Un punk scozzese dai capelli ormai
Dentro il vinile dell'album (uno sfarzoso splatter arancione e nero) c'è una fanzine che arriva da un'altra epoca. E non solo per i testi delle canzoni: quelle storie di vite un po’ ai margini, nella Glasgow dei primi anni Novanta, ragazzi che non hanno ancora deciso se andare al college oppure vivere di sussidi e sotterfugi, amici che si imbucano alle feste e poi tutto finisce in rissa, case occupate, carriere artistiche fallimentari e notti ad alto contenuto di sostanze. C'è anche una pagina che racconta il presente, ricercando che cosa ha perduto San Francisco del proprio vecchio spirito, ma anche, e soprattutto, dei propri vecchi luoghi ("no more kebab disco, sticky floor karaoke drag bar", canta Food Court). Uno degli intervistati risponde: "I miss the general gritty feeling of SF [...], things started to feel strange and mall-like, when walking in certain neighborhoods".

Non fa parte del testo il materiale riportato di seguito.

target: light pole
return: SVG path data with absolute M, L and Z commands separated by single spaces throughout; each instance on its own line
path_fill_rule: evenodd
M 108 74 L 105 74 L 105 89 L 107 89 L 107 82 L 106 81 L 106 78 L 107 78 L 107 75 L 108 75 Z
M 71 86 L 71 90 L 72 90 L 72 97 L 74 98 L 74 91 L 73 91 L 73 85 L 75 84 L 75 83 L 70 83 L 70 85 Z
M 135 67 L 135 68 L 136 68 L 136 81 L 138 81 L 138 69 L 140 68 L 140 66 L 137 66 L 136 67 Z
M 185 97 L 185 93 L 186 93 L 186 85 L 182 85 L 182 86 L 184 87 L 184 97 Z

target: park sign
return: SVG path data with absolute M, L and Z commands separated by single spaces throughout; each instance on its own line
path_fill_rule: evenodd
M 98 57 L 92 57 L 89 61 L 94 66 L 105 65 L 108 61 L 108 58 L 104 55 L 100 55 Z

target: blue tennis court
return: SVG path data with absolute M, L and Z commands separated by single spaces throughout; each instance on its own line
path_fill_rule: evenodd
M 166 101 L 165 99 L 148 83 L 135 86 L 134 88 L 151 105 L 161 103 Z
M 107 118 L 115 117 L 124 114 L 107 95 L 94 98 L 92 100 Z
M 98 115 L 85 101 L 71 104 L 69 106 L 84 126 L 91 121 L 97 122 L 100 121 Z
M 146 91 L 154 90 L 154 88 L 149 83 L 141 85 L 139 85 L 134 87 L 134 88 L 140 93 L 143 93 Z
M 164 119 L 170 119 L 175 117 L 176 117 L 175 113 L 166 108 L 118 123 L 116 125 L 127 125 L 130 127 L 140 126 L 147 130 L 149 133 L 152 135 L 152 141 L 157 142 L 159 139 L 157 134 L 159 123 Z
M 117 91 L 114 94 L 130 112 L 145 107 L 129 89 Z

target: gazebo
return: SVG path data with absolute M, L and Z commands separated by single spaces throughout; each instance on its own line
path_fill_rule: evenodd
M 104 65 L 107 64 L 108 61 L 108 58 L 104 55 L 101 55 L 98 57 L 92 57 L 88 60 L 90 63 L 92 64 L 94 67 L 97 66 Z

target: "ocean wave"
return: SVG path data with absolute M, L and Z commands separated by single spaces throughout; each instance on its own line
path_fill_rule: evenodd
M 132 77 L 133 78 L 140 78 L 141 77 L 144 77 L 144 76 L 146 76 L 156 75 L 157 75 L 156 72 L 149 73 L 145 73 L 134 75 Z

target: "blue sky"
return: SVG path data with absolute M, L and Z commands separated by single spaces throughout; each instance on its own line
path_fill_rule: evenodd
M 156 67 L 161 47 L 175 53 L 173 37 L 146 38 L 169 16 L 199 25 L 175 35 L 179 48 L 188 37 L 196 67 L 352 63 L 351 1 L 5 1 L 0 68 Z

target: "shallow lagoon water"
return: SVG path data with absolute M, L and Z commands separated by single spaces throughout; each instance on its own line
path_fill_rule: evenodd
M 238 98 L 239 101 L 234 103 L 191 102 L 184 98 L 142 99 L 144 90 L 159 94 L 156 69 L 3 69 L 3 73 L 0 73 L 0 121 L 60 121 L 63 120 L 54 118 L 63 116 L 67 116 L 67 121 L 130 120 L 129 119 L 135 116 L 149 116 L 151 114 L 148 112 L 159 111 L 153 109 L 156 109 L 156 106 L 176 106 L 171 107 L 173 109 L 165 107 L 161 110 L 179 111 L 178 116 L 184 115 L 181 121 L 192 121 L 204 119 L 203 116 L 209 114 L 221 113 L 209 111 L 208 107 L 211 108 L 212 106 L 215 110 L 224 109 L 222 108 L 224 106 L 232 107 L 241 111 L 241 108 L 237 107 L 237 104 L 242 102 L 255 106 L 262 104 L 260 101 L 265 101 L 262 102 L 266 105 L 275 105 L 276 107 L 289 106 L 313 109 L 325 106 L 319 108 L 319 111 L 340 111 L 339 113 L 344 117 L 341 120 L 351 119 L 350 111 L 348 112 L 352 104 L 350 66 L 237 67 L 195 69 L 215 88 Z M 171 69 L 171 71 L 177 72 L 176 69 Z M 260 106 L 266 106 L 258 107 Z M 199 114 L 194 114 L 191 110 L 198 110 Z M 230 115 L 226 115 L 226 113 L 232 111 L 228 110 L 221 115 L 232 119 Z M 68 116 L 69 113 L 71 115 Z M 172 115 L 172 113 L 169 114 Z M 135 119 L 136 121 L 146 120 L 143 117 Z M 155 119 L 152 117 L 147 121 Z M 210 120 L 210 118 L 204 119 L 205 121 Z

Io credo che sia proprio per combattere il "mall feeling", che pervade tantissima musica contemporanea, che questo disco vuole essere "gritty" in tutte le maniere possibili, riuscendoci meravigliosamente. E tutto questo viene cantato senza alcuna nostalgia (per esempio, l'evocazione della culla della controcultura americana, in Hate The Summer Of Love, non potrebbe essere più amara): anzi prevale uno humour dal tono secco e beffardo, cosa che rende Kebab Disco ancora più divertente.
"Loved the sound of your guitar / It's been done better before", canta la canzone di apertura I Can Do That, una specie di manifesto delle velleità e della disillusione. Ma io sono convinto che su queste "guitars" sia molto utile ritornare ancora oggi.